概要
『ポケットモンスター ソード・シールド』に登場するキャラクター。
名前の由来は恐らく「オリーブ」。
キャラクターデザインは宝石の国などでお馴染みの市川春子先生。
白いリクルートシャツの上から赤いチューブトップ、黒のタイトスカートにストッキングと黒いハイヒール、白衣を上から羽織るという出で立ち。身長はヒール込みで180㎝もある。一人称は「わたくし」。
マクロコスモス社長兼ガラルのポケモンリーグ委員長であるローズの秘書を務める女性。常に冷静沈着な態度を崩さない。自身もマクロコスモスグループの副社長で、実質的な経営を任されている。
しかも服の上からもわかるようなものがついている。
人々にサインをしたりリーグカードをプレゼントしたりといったファンサービスが旺盛なローズを諫める等、彼に振り回されることも。社長と副社長の立場ながらローズのことは「委員長」と呼んでいる。
本編ではバウタウンで初めて主人公と対面。主人公のライバルの一人であるビートに「ねがいぼし」を集めさせているようだが…。
人物
いかなる時も冷静で、感情を殆ど表に出さないクールな性格。
物語開始当初は実務面からローズを支える秘書として描かれていたが、中盤でローズとの打ち合わせが長引き、一向に戻ってこないダンデを心配して彼の元に行こうとした主人公とホップを、自身の直属の社員たちを差し向けて立ちふさがってくると大変大人げないことをしてくる。2人がこれを悉く蹴散らすと、タワーの上層へ赴いて自ら2人の前に立ちはだかった。すると…
「ローズさまの ジャマ だなんて わたくし ぜったいに ゆるせません!」
「マジ? オリーヴ キレそうだわ!!」
それまでの冷静さをかなぐり捨てて凄まじい形相で激高しながら主人公に勝負を仕掛けるという衝撃のシーンを披露し、プレイヤーを戦慄させた。
また、性格も真面目一択ではなく怒りや闘争心を表に出すと普段の冷徹そうな表情が豹変し、三白眼のヒステリックな形相になるのが特徴(ただし、待機時には普通の表情に戻る)。

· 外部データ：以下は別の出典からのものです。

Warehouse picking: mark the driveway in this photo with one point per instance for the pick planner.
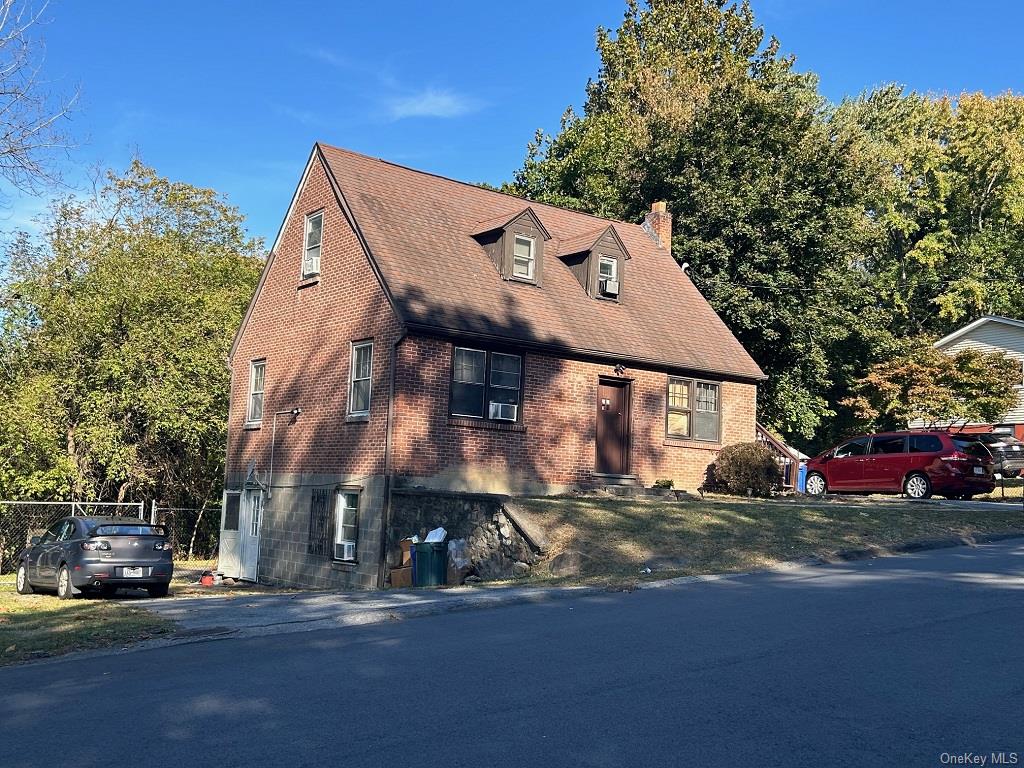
(903, 660)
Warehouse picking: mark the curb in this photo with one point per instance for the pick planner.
(474, 600)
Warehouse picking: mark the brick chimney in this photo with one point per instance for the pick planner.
(658, 224)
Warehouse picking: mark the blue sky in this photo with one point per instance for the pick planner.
(232, 94)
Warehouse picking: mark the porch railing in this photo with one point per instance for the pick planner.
(788, 462)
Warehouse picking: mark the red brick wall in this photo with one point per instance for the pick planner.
(304, 331)
(559, 410)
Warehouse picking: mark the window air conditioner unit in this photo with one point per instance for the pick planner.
(504, 411)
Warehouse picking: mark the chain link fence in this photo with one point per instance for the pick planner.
(22, 520)
(194, 531)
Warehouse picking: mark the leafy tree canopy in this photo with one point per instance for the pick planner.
(924, 385)
(114, 334)
(821, 235)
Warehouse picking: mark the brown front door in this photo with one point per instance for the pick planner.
(613, 427)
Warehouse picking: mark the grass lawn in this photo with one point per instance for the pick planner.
(717, 536)
(38, 626)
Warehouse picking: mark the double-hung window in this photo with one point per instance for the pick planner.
(360, 375)
(313, 237)
(346, 524)
(523, 260)
(693, 410)
(257, 377)
(485, 385)
(607, 268)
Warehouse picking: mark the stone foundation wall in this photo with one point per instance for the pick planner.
(495, 547)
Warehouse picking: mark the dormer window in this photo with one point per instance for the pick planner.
(314, 235)
(607, 275)
(523, 260)
(597, 259)
(515, 243)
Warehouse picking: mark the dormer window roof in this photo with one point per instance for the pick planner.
(515, 244)
(598, 260)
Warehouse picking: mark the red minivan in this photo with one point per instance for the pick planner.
(915, 463)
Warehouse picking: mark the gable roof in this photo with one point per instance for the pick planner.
(418, 228)
(984, 320)
(588, 241)
(500, 222)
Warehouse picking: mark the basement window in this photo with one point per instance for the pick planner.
(346, 524)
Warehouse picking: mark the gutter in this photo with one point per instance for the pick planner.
(386, 509)
(579, 352)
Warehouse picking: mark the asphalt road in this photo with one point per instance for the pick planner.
(911, 662)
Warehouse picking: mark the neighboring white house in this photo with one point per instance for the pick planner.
(994, 334)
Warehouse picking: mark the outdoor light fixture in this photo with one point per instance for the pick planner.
(294, 413)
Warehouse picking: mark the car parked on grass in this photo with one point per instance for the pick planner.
(915, 463)
(99, 555)
(1007, 451)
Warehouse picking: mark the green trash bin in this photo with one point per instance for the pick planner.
(431, 564)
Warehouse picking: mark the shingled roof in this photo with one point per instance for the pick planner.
(419, 228)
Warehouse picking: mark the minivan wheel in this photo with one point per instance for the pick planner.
(66, 590)
(918, 486)
(22, 580)
(815, 484)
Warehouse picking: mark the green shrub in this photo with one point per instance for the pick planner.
(745, 467)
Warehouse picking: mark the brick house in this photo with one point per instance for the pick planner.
(412, 331)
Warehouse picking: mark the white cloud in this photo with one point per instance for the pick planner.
(300, 116)
(430, 102)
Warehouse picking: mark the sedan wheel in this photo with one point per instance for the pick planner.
(66, 590)
(815, 484)
(24, 588)
(918, 486)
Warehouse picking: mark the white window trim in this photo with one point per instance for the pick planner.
(531, 274)
(351, 377)
(614, 266)
(338, 524)
(253, 365)
(482, 383)
(306, 274)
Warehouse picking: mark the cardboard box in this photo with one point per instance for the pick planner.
(407, 546)
(401, 577)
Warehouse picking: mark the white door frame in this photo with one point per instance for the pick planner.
(250, 522)
(228, 561)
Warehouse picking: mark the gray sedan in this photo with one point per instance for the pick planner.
(97, 554)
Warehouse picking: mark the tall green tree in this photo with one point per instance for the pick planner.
(694, 105)
(114, 338)
(948, 209)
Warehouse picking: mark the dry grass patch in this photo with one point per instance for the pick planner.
(621, 536)
(39, 626)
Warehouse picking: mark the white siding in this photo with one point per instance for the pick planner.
(996, 337)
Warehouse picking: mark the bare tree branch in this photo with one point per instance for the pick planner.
(30, 116)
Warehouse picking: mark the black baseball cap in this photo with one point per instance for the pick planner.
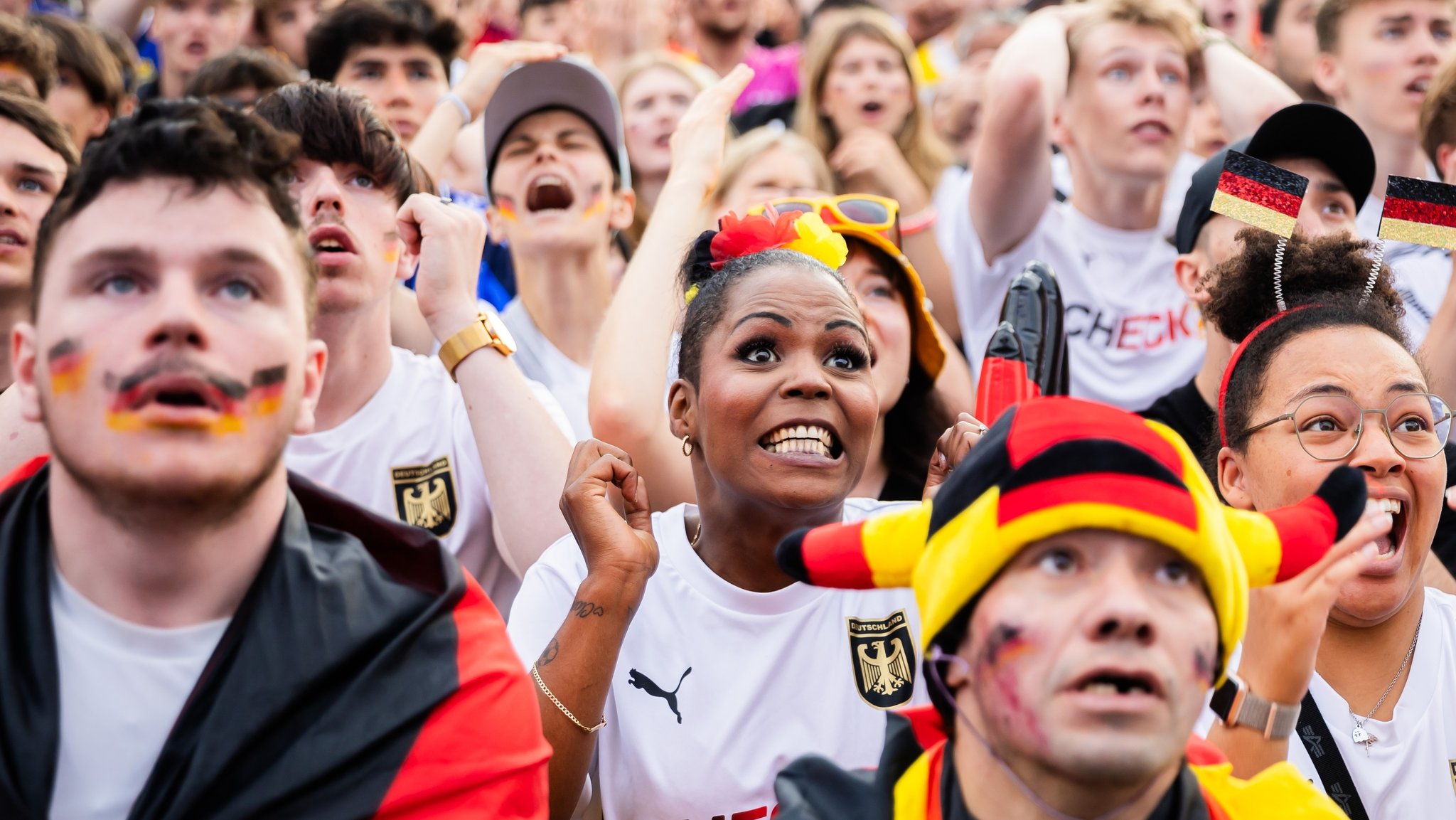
(1307, 130)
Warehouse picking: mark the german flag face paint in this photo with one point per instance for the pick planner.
(68, 365)
(1257, 193)
(265, 395)
(1420, 211)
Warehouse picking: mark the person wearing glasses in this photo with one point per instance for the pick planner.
(1331, 382)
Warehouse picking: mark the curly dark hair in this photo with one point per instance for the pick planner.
(1325, 277)
(340, 126)
(378, 22)
(198, 142)
(29, 48)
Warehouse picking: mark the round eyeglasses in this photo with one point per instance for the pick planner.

また、このような状態では時折一人称が自分の名前である「オリーヴ」になる。
本人の言からすると、普段は立場に相応しい人間であるべきと自粛している事が窺え、寧ろ興奮している時の状態が彼女の素に近いものと思われる。こういった言動から元々は多少なりとも粗暴な一面もある性格なのかもしれない。
とはいえ、そこまでした理由は単に「委員長とダンデの打ち合わせを邪魔されたくなかったから」というもので、悪意を持って2人に危害を加えようという意図はなかったと思われる。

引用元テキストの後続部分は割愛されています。